First let's consider when $|G|<\infty$.

Since $G$ acts transitively on finite sets $\Omega$ and $\Psi$, we have $$ |\Omega|=\frac{|G|}{|G_\omega|}\quad\text{and}\quad |\Psi|=\frac{|G|}{|G_\psi|} $$
where $\omega\in \Omega$ and $ \psi\in \Psi $.

Now suppose the converse, $|\Psi|=p$ is prime then clearly $p$ cannot be the smallest prime dividing $|G|$, i.e. we must have another prime $q<p$ with $q\ \vert\ |G|$.

I think we should construct a normal subgroup of $G$ to get a contradiction but I failed… Can someone give me a hint? Thank you.

Answer 1

Let $ \phi $ be a transitive action of $G$. If $G$ is simple then the only normal subgroups of the group are $G$ or $ \{ 1 \} $. The kernel of a group action $ \ker ( \phi ) $ is a normal subgroup (this is the subgroup of $G$ that fixes every element of a set being acted on). So the kernel is either $ \{ 1 \} $ or $ G $.

If the kernel of the action is $G$, then $G$ fixes every element, so the action is not transitive - because the sets have more than one element. Hence $ \ker ( \phi ) = \{ 1 \} $.

Suppose $ g, h \in G $ such that $ x^{g} = x ^{h} $ for all $x \in \Omega $. Then $x ^{ gh^{-1} } = x $. So $ gh^{-1} $ fixes every element and $gh^{-1} = 1$ and that $g = h$. This means that every element of $G$ gives a different permutation of $ \Omega $. The same reasoning shows that every element of $G$ gives a different permutation of $ \Psi $. I.e. $G$ acts faithfully on these sets.

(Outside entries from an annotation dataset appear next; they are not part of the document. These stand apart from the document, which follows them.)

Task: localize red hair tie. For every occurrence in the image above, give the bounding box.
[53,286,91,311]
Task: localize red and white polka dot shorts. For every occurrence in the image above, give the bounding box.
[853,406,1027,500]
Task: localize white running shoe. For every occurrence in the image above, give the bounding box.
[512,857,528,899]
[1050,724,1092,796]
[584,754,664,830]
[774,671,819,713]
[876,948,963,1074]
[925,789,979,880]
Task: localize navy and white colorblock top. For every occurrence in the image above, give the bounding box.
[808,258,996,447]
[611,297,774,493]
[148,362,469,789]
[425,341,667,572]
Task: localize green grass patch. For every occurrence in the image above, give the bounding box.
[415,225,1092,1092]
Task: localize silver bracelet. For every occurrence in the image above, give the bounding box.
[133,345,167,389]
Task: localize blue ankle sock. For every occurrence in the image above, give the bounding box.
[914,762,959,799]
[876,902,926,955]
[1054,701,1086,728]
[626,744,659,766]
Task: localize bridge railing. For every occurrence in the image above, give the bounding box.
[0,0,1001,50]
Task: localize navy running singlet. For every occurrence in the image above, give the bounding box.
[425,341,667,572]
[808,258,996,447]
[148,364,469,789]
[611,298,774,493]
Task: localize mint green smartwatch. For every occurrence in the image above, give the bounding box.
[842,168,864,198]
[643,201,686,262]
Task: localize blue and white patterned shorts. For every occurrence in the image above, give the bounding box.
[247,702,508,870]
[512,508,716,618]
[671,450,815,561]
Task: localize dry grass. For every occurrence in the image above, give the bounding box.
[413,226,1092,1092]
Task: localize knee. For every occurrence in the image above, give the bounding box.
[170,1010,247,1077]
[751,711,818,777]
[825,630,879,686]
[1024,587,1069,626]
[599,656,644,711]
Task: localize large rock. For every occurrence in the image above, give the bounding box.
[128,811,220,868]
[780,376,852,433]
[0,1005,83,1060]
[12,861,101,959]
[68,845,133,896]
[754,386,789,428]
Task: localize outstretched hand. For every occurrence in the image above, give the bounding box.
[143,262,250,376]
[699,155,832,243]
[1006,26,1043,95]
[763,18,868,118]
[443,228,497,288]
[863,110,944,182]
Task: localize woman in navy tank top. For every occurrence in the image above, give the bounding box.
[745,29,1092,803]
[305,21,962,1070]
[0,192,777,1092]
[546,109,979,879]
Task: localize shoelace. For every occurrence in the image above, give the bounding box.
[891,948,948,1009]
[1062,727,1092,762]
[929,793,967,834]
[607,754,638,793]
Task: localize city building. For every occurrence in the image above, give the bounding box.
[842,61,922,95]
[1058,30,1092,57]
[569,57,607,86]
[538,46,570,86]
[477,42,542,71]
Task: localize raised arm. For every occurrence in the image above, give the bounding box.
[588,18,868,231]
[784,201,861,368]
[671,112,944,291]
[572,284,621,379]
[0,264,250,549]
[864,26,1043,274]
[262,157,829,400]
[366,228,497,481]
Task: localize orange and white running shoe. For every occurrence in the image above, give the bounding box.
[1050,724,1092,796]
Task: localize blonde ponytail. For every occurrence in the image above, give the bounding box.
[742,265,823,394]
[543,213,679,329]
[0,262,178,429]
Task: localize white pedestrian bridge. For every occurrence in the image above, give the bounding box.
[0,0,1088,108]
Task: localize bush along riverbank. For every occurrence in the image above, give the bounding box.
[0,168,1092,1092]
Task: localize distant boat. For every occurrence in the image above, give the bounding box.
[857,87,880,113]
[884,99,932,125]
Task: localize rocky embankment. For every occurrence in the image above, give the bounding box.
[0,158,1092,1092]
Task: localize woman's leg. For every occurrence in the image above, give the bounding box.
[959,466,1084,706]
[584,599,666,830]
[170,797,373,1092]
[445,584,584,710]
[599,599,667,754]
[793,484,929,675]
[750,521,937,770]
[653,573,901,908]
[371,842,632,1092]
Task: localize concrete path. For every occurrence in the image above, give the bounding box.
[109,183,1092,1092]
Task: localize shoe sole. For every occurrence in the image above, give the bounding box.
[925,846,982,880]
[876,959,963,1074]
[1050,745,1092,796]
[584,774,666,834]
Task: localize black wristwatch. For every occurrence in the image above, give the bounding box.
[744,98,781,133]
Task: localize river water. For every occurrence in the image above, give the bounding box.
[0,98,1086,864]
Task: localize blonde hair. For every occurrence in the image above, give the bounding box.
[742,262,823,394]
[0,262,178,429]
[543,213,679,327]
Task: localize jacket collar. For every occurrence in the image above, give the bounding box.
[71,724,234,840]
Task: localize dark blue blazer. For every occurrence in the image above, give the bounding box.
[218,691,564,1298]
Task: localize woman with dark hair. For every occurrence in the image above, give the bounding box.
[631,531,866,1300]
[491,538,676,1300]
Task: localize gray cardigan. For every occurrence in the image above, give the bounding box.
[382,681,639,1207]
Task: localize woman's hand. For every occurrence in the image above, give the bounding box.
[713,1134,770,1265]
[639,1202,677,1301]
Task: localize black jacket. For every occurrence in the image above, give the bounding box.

There are only finitely many different permutations of $ \Omega $ and $ \Psi $ because they are finite sets. Thus there must only be finitely many elements of $G$.

Let $n = | \Omega | $ and $ m = | \Psi |$. The fact that elements of $G$ are permutations of $ \Omega $ and $ \Psi $ and $G$ acts faithfully on both sets means that $G$ can be embedded in both $S_{n} $ and $S_{m} $.

So $| G | $ divides $|S_{n} | = n! $ and also divides $|S_{m} | = m! $. By the orbit stabiliser theorem, $m = | \Psi |$ divides $|G| $ because $ \Psi $ is a single orbit. So $m$ divides $ n! $. If $m$ is prime then $m $ does not divide $ n! $ because $ n < m $. Hence $ | \Psi | $ is not prime.